Workplace discrimination can include:
Harassment of the employee by their peers or superiors.
- Illegal interview questions, such as asking about a female employee’s potential plans to have children.
- Demoting, promoting, paying, or terminating employees based on discriminatory factors.
- Not making reasonable accommodations, as defined by the law, for employees with physical and mental disabilities.
- Firing an older employee with higher pay and replacing them with a younger one.
- Sexual harassment
Unfortunately, workplace discrimination is pervasive. Nationwide, there are hundreds of thousands of cases reported to the U.S. Equal Employment Opportunity Commission (EEOC) every year. On top of that, the commission believes that up to 94% of all workers who face discrimination or harassment do not report it. In many cases, this is due to:
- Fear of retaliation: Even though federal and state law protects employees who report discrimination, many still worry about their employer taking negative action against them.
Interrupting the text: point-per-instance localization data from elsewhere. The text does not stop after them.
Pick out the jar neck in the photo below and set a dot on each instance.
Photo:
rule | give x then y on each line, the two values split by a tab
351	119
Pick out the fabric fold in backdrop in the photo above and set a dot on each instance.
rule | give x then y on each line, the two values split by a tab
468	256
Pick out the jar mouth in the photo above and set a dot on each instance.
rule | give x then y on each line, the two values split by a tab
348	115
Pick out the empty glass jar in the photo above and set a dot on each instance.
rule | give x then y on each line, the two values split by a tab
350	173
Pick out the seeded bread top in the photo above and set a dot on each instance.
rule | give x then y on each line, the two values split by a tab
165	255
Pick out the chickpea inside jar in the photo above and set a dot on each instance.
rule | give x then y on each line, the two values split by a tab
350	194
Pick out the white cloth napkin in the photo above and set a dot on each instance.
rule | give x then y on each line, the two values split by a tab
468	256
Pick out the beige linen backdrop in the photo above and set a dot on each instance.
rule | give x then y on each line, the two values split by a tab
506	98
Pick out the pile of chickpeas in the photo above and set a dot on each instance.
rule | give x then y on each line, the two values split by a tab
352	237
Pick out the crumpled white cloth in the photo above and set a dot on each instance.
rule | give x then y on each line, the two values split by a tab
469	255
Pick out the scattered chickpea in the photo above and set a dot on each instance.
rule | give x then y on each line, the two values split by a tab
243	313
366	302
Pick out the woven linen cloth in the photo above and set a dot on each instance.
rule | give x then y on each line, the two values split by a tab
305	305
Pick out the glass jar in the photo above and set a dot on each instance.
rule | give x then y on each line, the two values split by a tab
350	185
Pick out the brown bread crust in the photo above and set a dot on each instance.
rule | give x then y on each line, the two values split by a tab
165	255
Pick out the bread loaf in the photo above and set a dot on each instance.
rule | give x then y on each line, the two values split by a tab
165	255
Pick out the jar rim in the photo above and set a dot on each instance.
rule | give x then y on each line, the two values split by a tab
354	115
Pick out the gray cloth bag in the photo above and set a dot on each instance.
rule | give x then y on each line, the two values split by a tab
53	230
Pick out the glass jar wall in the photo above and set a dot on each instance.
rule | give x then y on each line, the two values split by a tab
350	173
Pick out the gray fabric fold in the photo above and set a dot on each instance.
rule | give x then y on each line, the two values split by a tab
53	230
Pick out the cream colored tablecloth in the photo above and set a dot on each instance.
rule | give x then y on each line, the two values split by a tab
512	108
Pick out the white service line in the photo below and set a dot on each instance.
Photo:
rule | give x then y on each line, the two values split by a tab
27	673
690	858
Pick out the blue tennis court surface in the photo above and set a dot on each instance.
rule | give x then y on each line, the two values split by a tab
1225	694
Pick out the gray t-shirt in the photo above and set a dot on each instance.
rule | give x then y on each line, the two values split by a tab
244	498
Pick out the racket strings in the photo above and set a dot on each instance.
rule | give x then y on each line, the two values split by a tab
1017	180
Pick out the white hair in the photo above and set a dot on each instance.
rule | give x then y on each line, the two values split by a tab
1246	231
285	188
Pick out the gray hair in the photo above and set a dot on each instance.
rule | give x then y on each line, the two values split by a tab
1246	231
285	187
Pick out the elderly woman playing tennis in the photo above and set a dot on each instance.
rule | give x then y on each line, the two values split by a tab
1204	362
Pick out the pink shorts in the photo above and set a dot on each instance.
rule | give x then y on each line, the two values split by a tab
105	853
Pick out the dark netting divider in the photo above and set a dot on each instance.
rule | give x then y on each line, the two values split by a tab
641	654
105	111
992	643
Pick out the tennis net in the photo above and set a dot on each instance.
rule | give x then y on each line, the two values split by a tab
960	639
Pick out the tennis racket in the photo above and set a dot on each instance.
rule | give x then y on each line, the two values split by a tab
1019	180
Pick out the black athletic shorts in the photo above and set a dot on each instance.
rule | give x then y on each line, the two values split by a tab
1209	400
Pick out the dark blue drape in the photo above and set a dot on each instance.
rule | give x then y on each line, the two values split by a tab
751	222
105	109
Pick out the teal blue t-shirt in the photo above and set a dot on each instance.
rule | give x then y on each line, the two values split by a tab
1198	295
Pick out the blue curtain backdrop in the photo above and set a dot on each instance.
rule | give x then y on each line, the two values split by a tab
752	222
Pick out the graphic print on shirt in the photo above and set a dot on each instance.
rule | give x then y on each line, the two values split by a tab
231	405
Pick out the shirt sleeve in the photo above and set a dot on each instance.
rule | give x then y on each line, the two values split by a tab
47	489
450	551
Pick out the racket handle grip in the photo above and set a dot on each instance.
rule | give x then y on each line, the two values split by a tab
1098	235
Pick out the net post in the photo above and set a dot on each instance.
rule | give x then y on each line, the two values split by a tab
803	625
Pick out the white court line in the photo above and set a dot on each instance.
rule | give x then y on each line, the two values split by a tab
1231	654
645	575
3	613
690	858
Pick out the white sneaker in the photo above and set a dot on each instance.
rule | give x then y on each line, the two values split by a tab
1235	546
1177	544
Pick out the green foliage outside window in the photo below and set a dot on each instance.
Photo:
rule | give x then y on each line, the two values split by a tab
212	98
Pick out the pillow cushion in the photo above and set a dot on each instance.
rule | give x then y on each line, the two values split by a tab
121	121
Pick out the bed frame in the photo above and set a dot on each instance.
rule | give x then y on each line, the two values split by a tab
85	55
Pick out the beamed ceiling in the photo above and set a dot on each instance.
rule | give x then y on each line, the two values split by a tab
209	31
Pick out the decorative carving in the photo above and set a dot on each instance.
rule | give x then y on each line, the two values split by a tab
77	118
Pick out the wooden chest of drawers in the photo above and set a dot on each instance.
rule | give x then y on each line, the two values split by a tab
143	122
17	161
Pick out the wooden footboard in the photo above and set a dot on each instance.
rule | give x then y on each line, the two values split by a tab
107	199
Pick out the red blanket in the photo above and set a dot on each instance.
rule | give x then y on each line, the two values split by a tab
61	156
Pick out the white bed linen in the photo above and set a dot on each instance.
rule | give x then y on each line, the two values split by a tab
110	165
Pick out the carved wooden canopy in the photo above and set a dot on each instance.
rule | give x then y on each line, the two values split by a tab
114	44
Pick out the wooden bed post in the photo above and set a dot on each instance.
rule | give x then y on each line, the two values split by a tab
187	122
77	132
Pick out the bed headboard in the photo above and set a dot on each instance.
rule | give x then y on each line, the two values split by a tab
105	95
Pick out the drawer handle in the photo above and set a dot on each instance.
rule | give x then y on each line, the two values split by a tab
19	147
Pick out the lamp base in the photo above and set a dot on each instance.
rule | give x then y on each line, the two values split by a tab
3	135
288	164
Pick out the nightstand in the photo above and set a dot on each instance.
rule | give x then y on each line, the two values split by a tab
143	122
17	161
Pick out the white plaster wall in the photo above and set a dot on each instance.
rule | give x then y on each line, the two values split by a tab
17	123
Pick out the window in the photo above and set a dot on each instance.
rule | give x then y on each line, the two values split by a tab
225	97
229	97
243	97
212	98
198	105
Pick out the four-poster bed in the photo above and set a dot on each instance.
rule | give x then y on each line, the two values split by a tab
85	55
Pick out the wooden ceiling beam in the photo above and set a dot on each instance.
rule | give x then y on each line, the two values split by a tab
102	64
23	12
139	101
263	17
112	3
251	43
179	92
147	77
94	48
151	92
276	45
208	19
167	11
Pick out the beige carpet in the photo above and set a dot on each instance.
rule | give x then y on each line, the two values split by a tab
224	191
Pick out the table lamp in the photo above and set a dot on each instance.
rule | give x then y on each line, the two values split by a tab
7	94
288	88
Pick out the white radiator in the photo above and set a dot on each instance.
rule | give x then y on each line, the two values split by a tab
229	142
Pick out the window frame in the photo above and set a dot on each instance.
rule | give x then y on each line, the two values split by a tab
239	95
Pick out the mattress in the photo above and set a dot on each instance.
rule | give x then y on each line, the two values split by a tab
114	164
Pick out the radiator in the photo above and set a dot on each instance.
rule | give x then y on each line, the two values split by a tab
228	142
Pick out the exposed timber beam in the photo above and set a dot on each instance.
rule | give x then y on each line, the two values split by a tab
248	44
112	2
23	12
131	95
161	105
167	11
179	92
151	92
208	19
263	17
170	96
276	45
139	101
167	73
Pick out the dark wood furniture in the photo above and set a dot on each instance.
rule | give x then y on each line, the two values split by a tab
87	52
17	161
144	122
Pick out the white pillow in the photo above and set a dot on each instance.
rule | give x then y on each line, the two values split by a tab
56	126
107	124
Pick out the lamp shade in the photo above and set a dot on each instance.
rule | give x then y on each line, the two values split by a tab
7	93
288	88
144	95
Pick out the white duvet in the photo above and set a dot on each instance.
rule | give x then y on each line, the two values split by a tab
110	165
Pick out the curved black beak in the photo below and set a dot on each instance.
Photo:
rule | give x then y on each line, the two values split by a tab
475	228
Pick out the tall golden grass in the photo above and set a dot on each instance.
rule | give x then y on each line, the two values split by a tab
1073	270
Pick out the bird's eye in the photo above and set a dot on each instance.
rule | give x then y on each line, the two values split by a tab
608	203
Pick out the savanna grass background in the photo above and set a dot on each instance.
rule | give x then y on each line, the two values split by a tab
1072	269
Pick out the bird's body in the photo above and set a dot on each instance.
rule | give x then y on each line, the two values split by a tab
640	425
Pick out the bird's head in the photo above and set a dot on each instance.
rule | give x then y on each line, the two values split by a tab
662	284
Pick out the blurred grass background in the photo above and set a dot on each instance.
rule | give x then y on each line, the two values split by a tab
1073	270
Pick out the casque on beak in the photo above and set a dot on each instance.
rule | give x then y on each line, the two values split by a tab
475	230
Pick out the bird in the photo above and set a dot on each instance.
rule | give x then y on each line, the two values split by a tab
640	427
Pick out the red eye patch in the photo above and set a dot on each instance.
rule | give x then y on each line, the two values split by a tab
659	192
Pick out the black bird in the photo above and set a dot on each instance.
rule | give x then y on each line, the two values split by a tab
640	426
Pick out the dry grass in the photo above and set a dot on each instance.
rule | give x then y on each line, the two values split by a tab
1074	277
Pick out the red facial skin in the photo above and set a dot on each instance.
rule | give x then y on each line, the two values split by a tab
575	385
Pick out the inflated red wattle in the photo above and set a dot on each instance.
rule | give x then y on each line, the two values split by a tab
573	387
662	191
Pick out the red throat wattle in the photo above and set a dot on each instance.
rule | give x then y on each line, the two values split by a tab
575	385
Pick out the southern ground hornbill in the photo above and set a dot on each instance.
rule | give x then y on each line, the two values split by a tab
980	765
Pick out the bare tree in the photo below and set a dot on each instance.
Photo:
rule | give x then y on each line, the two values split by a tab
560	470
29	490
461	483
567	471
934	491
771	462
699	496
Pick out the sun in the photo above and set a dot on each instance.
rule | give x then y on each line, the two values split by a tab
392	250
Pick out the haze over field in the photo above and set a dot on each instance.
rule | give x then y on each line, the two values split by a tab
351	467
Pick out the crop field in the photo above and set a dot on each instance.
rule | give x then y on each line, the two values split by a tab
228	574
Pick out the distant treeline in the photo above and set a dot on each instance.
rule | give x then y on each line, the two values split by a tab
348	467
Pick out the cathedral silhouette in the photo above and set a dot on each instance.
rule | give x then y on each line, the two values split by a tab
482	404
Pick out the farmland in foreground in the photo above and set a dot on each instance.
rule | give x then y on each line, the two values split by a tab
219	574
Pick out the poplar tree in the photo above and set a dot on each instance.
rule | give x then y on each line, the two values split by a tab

- Uncertainty about how to proceed: Even in large companies that have human resources departments, the employee may not be sure who they need to speak to in order to file a complaint.
What should you do if you are a victim of discrimination?
Workplace discrimination can happen to any employee, at any time. It is important for all employees to understand their rights and the process for filing a complaint and—potentially—taking legal action against their employer.
- Understand the law: Unfortunately, many employees may not know that the form of harassment or discrimination they are facing is unlawful. As the adage goes, “knowledge is power.” When employees are informed of their rights, they can take action.
- Speak up: If your company has a human resources department, follow the correct procedures for filing a complaint. Your company may already have a remedy for dealing with instances of harassment or discrimination. If your complaint is not dealt with, you have at least established a paper trail. Keep careful records of your conversations with your supervisors and HR personnel.
- Talk to an attorney: Not every workplace discrimination case proceeds immediately to a lawsuit. In many cases, an attorney will first help you submit a written report to the EEOC and its equivalent oversight body in your state. This may be a preliminary step toward taking legal action against an employer.
When discrimination occurs, everyone loses
Ultimately, workplace discrimination hurts both the employee and the employer. Employees who are victims of discrimination may feel ostracized or isolated from their peers or supervisors, directly impacting their work performance. Discrimination may also result in the loss of income, future earnings, and benefits, particularly in scenarios where the employee was passed over for a promotion due to discriminatory practices. Naturally, all of these factors can lead to emotional distress for the employee, as well.
Beyond their legal responsibility to protect the rights of their employees, it is in the best interest of businesses to foster a discrimination-free work environment. There are positive benefits to doing so, including a lower employee turnover rate, greater office productivity, and reduced legal liability.
In short, everyone in the workplace has a responsibility to take a stand against unlawful discrimination. By doing so, both the employees and the employer stand to benefit.